Select to view content in your preferred language

Query Feature Layer Feature and Attachment Storage

1477
4
Jump to solution
06-15-2023 02:14 PM
Labels (1)
mpboyle
Frequent Contributor

I'm wondering how I can use the Python API to query a feature layer and retrieve the feature and attachment storage separately.

The feature layer property 'size' returns the combined feature and attachment size.  I'd like to be able to break the feature and attachment storage separately to better align with the reports generated by AGO.

mpboyle_1-1686863371899.png

1 Solution

Accepted Solutions
mpboyle
Frequent Contributor

The hosted feature layers I've been testing have not been edited since April 2022, so I don't believe that's an issue here.
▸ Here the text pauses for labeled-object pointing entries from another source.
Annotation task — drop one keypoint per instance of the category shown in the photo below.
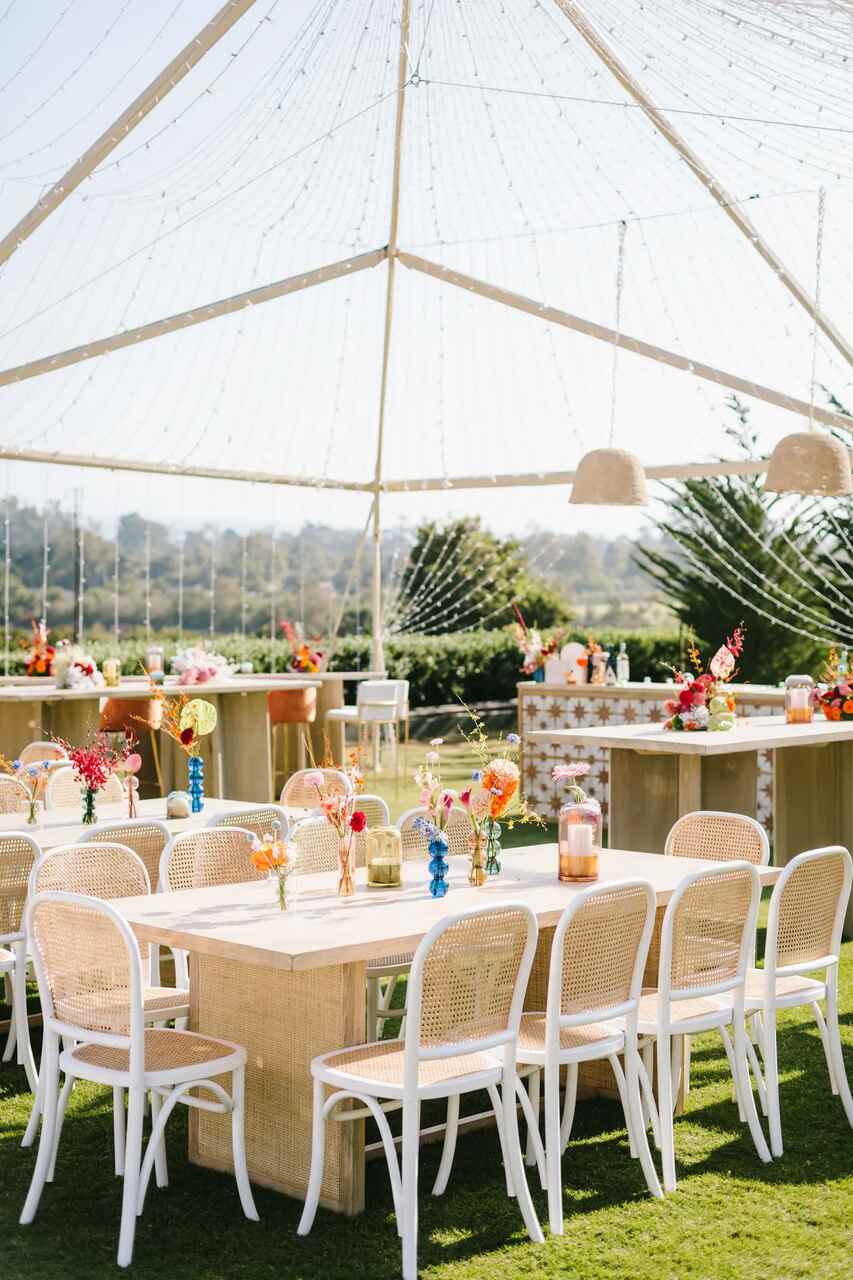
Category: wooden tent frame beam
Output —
(552, 315)
(726, 201)
(169, 77)
(186, 319)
I did some digging with a few of our hosted feature layers that have a considerable amount of attachments.  It seems like the "search" method on the Attachment Manager only returns whatever is the max record count for the service.  It doesn't seem to automatically paginate if the max record count is hit.

Using the feature layer above as an example, I should expect a return of around 3GB in size for the attachments. 

If I use the code below, only the first 2,000 attachments are returned...the max record count for the hosted feature layer service.  Even if I pass in a value of 9,999 for the "max_records" parameter used by the "search" method, only the first 2,000 attachments are returned.

 

import arcgis

itemId = '...'

# connect to portal
p = arcgis.GIS('...')

# set item object
item = p.content.get(itemId)
# get item layers
layers = item.layers
# set place holders
attachmentSize = 0
attachmentCount = 0
# iterate over item layers
for l in layers:
    # check if layer supports attachments
    attachmentSupport = l.properties.hasAttachments
    if attachmentSupport:
        attachments = l.attachments.search(where='1=1')
        # iterate over attachments
        for a in attachments:
            attachmentCount += 1
            s = a.get('SIZE')
            attachmentSize += s

# convert attachment size to MB
attachmentSizeMB = ((float(attachmentSize) / 1024.0) / 1024.0)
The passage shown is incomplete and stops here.